The modified algorithm always finds a Nash equilibrium for 2-player games.

In multi-player games, the algorithm may not produce a Nash equilibrium.

The algorithm guarantees a subgame perfect equilibrium only in zero-sum cases.

Abstract

For the classical backward induction algorithm, the input is an arbitrary $n$-person positional game with perfect information modeled by a finite acyclic directed graph (digraph) and the output is a profile $(x_1, \ldots, x_n)$ of pure positional strategies that form some special subgame perfect Nash equilibrium.
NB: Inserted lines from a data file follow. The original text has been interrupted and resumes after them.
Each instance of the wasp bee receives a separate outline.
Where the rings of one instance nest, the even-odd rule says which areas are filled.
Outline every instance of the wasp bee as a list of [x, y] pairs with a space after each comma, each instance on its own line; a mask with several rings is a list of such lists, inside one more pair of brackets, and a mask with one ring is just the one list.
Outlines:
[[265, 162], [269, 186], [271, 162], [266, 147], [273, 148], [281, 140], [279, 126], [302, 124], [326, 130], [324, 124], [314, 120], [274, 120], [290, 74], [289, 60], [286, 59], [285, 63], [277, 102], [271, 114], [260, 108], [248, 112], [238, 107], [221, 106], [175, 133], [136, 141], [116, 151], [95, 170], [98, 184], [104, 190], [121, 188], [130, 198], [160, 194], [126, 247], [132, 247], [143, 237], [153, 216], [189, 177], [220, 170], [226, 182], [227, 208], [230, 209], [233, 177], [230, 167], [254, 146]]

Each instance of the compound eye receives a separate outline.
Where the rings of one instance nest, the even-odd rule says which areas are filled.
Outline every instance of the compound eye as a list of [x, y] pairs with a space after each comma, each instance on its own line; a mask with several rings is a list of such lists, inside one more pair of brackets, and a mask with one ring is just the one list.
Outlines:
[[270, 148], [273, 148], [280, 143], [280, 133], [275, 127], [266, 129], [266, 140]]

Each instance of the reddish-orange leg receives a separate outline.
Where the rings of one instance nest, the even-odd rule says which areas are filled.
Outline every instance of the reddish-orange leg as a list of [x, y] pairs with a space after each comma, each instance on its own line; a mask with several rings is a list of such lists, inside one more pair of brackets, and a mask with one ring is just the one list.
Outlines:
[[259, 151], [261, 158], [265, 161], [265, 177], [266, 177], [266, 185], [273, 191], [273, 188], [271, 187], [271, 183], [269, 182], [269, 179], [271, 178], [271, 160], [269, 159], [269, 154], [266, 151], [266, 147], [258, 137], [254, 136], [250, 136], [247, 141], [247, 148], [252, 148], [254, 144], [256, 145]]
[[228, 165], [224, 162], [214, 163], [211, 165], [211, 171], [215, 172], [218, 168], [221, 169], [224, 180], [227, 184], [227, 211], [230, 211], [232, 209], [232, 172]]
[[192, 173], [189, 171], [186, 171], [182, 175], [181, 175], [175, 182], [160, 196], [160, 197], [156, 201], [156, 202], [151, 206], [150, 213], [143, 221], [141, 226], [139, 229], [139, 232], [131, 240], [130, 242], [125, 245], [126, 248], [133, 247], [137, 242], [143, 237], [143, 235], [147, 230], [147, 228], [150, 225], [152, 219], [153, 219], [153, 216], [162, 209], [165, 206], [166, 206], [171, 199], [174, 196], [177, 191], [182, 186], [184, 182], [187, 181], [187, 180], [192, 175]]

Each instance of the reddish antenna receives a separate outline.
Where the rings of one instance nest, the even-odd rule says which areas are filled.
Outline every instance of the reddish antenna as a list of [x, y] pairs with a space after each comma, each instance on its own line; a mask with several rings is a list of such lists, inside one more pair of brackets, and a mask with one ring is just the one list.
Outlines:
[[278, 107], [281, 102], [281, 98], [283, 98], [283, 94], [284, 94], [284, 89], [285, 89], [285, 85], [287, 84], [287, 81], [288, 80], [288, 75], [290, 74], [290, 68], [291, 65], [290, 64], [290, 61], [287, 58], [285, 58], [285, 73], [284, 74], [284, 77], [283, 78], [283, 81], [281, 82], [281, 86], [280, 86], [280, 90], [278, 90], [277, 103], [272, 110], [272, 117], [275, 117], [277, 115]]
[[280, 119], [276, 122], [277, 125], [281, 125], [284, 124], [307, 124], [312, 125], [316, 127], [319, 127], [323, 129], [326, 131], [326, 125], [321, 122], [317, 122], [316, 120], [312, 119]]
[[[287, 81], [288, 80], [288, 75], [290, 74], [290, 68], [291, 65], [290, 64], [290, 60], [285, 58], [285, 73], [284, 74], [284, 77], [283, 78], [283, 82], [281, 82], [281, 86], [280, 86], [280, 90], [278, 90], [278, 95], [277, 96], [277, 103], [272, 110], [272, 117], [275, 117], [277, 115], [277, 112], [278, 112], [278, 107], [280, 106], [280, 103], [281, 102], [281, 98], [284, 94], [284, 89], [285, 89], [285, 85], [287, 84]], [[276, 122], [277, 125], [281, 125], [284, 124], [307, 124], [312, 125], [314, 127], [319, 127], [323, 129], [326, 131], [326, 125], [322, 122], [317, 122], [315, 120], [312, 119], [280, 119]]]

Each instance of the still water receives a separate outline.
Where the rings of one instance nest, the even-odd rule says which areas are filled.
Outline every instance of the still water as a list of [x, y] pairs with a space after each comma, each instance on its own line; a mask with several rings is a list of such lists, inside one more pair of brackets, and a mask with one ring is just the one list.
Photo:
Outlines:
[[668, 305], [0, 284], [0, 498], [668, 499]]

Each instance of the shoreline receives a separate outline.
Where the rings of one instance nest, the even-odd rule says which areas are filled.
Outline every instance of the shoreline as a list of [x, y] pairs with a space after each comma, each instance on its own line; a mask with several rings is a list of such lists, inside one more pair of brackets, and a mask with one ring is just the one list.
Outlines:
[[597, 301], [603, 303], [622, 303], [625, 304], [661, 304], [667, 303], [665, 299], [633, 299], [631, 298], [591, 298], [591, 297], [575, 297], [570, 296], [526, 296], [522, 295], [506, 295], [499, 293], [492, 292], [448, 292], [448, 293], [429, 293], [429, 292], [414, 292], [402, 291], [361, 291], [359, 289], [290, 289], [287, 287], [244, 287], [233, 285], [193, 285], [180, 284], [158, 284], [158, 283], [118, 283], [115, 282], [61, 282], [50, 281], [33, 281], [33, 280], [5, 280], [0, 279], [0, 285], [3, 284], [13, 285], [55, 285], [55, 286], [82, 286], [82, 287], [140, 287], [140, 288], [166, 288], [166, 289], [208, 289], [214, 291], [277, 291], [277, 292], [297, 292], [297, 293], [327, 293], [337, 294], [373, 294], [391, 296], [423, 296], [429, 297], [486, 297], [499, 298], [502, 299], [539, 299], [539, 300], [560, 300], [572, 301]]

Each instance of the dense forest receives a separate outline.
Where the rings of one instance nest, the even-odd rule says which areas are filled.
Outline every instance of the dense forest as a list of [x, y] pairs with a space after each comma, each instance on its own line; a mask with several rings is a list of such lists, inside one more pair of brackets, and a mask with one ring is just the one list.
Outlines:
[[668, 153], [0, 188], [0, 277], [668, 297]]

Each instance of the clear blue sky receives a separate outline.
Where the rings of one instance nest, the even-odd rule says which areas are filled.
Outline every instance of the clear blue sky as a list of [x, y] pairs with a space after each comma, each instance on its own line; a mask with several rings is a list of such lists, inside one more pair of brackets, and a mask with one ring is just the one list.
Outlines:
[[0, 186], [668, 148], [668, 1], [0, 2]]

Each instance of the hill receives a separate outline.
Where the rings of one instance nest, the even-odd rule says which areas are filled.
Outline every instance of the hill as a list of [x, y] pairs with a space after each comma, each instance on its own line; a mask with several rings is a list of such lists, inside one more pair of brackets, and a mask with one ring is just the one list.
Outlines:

We extend this algorithm to work with digraphs that may have directed cycles. Each digraph admits a unique partition into strongly connected components, which will be treated as the outcomes of the game. Such a game will be called a {\em deterministic graphical multistage}(DGMS) game. If we identify the outcomes corresponding to all strongly connected components, except terminal positions, we obtain the so-called {\em deterministic graphical}(DG) games, which are frequent in the literature. The outcomes of a DG game are all terminal positions and one special outcome $c$ that is assigned to all infinite plays. We modify the backward induction procedure to adapt it for the DGMS games. However, by doing so, we lose two important properties: the modified algorithm always outputs a {\em Nash equilibrium} (NE) only when $n = 2$ and, even in this case, this NE may be not {\em subgame perfect}. (Yet, in the zero-sum case it is.) The lack of these two properties is not a fault of the algorithm, just (subgame perfect) Nash equilibria in pure positional strategies may fail to exist in the considered game. {\bf Keywords:} deterministic graphical (multistage) game, game in normal and in positional form, saddle point, Nash equilibrium, Nash-solvability, game form, positional structure, directed graph, digraph, directed cycle, acyclic digraph.